Olayda her ne kadar davacı hesabına son ödemenin 2011 Eylül ayında yapıldığı görülmekte ise de, idarece durumun öğrenilmesi üzerine hemen soruşturma başlatıldığı, ifadelerden davacıya paraların elden verildiğinin belirtildiği, davacının hesabında bu nedenle bir kayıt bulunmadığı, bu anlamda suçun yukarıda bahsi geçen mütemadi suç tanımına uyduğu anlaşılmıştır.

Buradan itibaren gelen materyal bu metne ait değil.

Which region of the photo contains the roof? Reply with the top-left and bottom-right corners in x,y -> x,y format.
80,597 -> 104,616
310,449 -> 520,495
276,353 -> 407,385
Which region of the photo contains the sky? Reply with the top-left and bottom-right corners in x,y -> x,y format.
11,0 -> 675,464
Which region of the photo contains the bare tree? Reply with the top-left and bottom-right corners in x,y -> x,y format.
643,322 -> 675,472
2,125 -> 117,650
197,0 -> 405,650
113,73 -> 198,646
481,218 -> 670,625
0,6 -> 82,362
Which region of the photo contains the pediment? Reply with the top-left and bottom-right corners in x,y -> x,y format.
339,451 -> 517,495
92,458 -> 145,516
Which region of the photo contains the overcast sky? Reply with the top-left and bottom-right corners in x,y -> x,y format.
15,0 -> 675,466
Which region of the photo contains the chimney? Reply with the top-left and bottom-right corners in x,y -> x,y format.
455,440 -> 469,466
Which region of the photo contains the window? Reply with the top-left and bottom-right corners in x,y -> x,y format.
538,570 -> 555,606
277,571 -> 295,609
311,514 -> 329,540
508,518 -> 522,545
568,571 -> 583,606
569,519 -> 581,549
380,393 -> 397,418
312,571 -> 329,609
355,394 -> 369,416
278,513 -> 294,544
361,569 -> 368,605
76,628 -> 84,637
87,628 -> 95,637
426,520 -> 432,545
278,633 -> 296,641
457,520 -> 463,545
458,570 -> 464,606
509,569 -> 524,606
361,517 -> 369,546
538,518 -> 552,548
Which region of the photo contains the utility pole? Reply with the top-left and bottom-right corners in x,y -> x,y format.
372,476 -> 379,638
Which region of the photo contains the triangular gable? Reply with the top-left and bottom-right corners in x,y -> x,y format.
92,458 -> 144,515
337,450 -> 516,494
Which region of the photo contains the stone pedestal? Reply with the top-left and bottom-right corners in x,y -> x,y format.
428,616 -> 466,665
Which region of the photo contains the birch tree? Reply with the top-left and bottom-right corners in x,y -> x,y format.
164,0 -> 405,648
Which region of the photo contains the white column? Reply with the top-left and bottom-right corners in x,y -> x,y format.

Bu durumda davacıya isnat edilen eylemin sabit olduğu ve bu eylemin “kamu hizmeti ile bağdaşmayacak nitelik ve derecede yüz kızartıcı ve utanç verici hareketlerde bulumak” suçu kapsamında bulunduğu, eylemin devam ettiği ve mütemadi suç vasfının oluştuğunun kabulüyle iki yıllık zamanaşımı süresinin dolduğundan bahsedilemeyeceğinden dava konusu işlemde hukuka aykırılık bulunmamaktadır.

KARAR SONUCU:
Açıklanan nedenlerle,
1. Temyiz isteminin reddine,
2. … Bölge İdare Mahkemesi … İdari Dava Dairesinin … tarih ve E:… , K:… sayılı kararının belirtilen açıklama ile ONANMASINA,
3. Temyiz giderlerinin istemde bulunan üzerinde bırakılmasına, posta gideri avansından artan tutarın Mahkeme tarafından iadesine,
4. Kesin olarak, 20/12/2022 tarihinde oybirliği ile karar verildi.